- #1
22990atinesh
- 143
- 1
Homework Statement
##T(n) = 2 T(\frac{n}{2}) + 2##
##T(1) = 2##
Homework Equations
The Attempt at a Solution
I'm coming up with ##T(n) = n-1## on solving it by recursion tree method. But that's not the ans
typedef struct{
unsigned int min;
unsigned int max;
}MINMAX;
static size_t cmp; // number of compares (optional global)
MINMAX findminmax(int a[], size_t sizea)
{
MINMAX minmax;
MINMAX minmaxl;
MINMAX minmaxr;
size_t sizea2;
if(sizea == 0){ // if empty array (can only happen on initial call)
minmax.min = 0; // set min = max = 0
minmax.max = 0;
return minmax;
}
if(sizea == 1){ // if size == 1
minmax.min = a[0]; // set min = max = a[0]
minmax.max = a[0];
return minmax;
}
if(sizea == 2){ // if size == 2
if(a[0] <= a[1]){ // set min and max
minmax.min = a[0];
minmax.max = a[1];
} else {
minmax.min = a[1];
minmax.max = a[0];
}
cmp += 1;
return minmax;
}
sizea2 = sizea/2; // recursively split array, set min and max
minmaxl = findminmax(&a[0], sizea2);
minmaxr = findminmax(&a[sizea2], sizea - sizea2);
minmax.min = minmaxl.min <= minmaxr.min ? minmaxl.min : minmaxr.min;
minmax.max = minmaxl.max >= minmaxr.max ? minmaxl.max : minmaxr.max;
cmp += 2;
return minmax;
}
The recurrence relation is the same, but instead of T(1) = 2, it should be T(2) = 1, and this changes the result from 4n-2 to ⌈ 3n/2 ⌉ - 2. (Note its ceiling (round up), not floor). T(2) = 1, because if a subarray only has 2 elements, then it only takes 1 compare to determine which is the minimum and which is the maximum. This result matches the compare count in the example code posted above.22990atinesh said:How you are giving two solutions of the same recurrence relation
##T(1) = 2##
2
2 2
1 1 1 1
x x x x x x x x
2
2 0
1 1 1
x x x x x x
2
2 0
1 1 0
x x x x x
The base case for a recurrence is the starting point of the problem, where the solution is known and doesn't require any further recursion. It is typically the input value that results in a simple and straightforward solution. To determine the base case, you can examine the pattern of the recurrence and identify the simplest case where the solution is known.
A linear recurrence is one where the recurrence relation is expressed in terms of a constant number of previous terms. This means that the number of previous terms used to calculate the current term remains constant, regardless of the input value. On the other hand, a non-linear recurrence involves a variable number of previous terms, making it more complex to solve.

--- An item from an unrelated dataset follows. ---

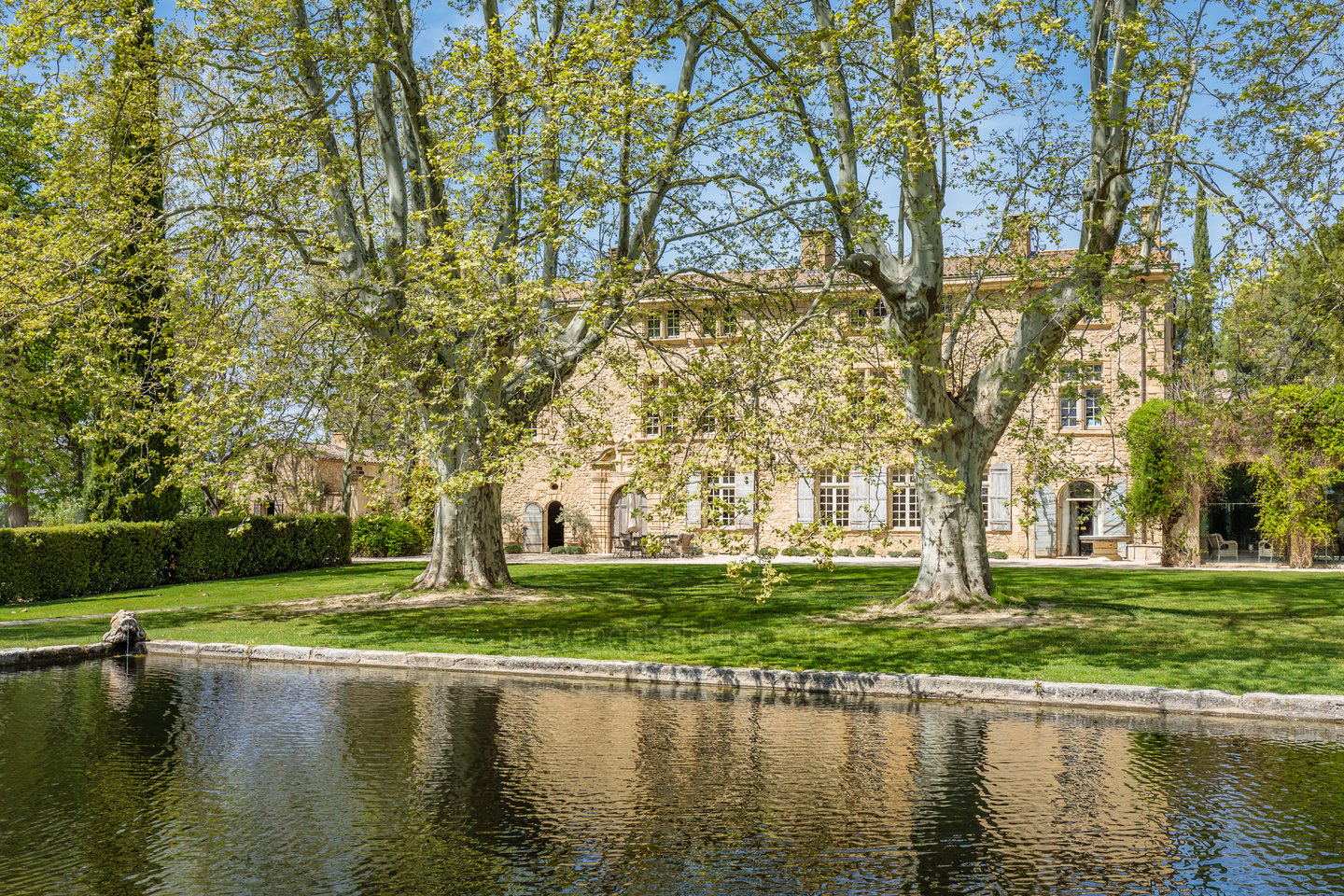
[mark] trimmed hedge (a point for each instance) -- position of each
(387, 536)
(72, 560)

Recurrences are useful for solving problems that involve repeated subproblems. By breaking down a problem into smaller subproblems and using the recurrence relation to relate them, you can solve the original problem more efficiently. This is known as the divide and conquer approach, where the problem is divided into smaller parts, and the solutions to these subproblems are combined to solve the original problem.

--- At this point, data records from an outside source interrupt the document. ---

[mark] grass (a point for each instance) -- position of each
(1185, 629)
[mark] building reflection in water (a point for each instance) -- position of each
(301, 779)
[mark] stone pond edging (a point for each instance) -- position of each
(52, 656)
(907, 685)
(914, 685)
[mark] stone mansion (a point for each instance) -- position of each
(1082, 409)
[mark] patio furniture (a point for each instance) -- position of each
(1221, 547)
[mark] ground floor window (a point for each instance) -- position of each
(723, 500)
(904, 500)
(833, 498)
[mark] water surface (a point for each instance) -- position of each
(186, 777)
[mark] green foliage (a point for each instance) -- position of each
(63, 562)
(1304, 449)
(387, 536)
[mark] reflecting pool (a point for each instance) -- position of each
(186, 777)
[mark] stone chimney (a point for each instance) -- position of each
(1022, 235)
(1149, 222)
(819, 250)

No, there is no general formula for solving any recurrence. Each recurrence problem is unique and requires a specific approach for solving it. Some common techniques for solving recurrences include substitution, iteration, and master theorem. It is important to understand the characteristics of the recurrence and choose the appropriate method for solving it.

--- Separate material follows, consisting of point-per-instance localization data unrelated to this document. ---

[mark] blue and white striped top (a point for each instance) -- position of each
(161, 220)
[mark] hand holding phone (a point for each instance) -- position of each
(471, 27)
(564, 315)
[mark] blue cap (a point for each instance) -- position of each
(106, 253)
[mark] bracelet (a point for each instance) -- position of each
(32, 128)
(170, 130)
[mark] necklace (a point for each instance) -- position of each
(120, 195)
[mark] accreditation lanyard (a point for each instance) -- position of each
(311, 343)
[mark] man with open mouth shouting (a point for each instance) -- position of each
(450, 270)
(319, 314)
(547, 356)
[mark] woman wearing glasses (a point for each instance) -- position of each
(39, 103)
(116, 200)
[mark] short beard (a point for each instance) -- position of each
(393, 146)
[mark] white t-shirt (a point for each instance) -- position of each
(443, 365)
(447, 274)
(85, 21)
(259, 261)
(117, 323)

Yes, you can use a recurrence to solve a problem with multiple variables. However, the recurrence relation will involve multiple terms and may be more complex to solve. It is important to define the base case and determine the pattern of the recurrence before attempting to solve it. Additionally, you may need to use techniques such as induction or recursion trees to solve a recurrence with multiple variables.